For complete warnings, contraindications, and drug interaction data, please refer to the international SmPC (e.g., EMA Arcoxia SmPC) as no Dutch SmPC is currently available.

Conclusion and Next Steps

Decision: Hold

Rationale: The TxGNN prediction for migraine disorder is mechanistically plausible via the COX-2/PGE2/trigeminovascular pathway, but rests entirely on graph-level model inference with no supporting clinical trials or publications — constituting L5 evidence only.

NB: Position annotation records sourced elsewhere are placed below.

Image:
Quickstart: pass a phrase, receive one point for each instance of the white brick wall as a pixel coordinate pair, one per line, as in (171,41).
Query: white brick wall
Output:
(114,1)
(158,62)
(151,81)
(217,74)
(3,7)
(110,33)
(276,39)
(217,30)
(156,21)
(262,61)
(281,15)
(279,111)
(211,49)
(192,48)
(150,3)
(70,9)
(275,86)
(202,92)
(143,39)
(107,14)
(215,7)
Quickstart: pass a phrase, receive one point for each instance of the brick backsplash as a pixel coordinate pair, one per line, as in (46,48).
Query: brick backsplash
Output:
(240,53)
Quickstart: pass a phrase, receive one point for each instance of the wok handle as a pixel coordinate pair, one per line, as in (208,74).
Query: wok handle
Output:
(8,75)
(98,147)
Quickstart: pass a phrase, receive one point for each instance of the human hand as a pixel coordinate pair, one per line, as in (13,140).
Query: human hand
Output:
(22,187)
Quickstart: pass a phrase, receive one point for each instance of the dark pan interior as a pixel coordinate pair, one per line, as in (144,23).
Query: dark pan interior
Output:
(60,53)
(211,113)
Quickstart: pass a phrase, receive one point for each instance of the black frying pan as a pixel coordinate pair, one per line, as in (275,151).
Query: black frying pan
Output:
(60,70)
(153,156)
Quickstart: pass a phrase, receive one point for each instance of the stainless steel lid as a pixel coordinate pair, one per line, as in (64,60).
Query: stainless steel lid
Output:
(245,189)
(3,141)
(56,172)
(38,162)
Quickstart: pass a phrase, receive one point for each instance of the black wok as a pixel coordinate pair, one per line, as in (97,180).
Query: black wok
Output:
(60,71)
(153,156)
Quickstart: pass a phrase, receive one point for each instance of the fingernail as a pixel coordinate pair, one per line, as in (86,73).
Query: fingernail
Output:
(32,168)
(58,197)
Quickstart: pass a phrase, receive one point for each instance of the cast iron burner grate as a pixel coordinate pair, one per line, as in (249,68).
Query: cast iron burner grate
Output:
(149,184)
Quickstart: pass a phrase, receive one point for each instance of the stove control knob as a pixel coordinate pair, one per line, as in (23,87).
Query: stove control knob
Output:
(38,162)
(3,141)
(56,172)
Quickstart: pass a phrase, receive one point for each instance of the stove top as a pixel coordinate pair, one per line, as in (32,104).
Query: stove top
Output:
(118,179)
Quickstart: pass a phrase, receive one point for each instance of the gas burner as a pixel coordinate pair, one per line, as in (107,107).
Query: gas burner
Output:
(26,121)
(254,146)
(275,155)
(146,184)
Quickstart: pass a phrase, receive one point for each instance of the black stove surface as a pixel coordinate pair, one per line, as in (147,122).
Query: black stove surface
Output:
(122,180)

Furthermore, etoricoxib has no CBG-MEB marketing authorization in the Netherlands, creating a dual barrier (clinical evidence and regulatory) that must be addressed before any healthcare system consideration.

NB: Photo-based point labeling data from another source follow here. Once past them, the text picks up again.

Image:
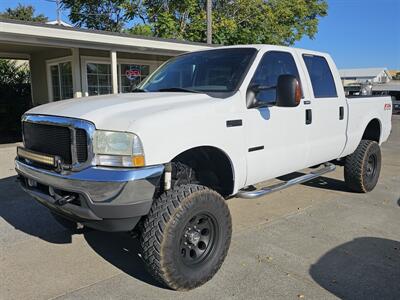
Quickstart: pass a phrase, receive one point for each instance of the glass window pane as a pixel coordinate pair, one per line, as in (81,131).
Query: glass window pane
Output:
(132,75)
(321,76)
(66,80)
(99,78)
(272,65)
(55,82)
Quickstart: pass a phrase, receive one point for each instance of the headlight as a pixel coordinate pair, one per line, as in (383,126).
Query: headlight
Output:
(118,149)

To proceed, the following is needed:

Narrow the target: Consider reframing the research question around the better-evidenced related indications — headache disorder (L4; 5 case-level publications including PMID 35277974 and 18171381) and trigeminal autonomic cephalalgia (L4; 1 case series, PMID 35277974) — where COX-2 inhibition has shown real patient-level responses in indomethacin-responsive subtypes
Obtain full MOA documentation: Query DrugBank API for etoricoxib (DB01628) and retrieve pharmacodynamics and pharmacokinetics data to complete the mechanistic assessment
Safety profile review: Conduct a structured review of cardiovascular, renal, and neurological adverse events (including RCVS risk) before any neurological indication development
Pilot study design: If proceeding, design a small proof-of-concept study in a well-defined indomethacin-responsive headache subtype (e.g., primary stabbing headache or hemicrania continua) before advancing to broader migraine populations
Regulatory pathway: Consult with CBG-MEB or EMA regarding the regulatory pathway for an investigational use in the Netherlands, particularly in the context of no current Dutch market authorization
Disclaimer

This content is for research purposes only and does not constitute medical advice. Clinical validation is required before any clinical application.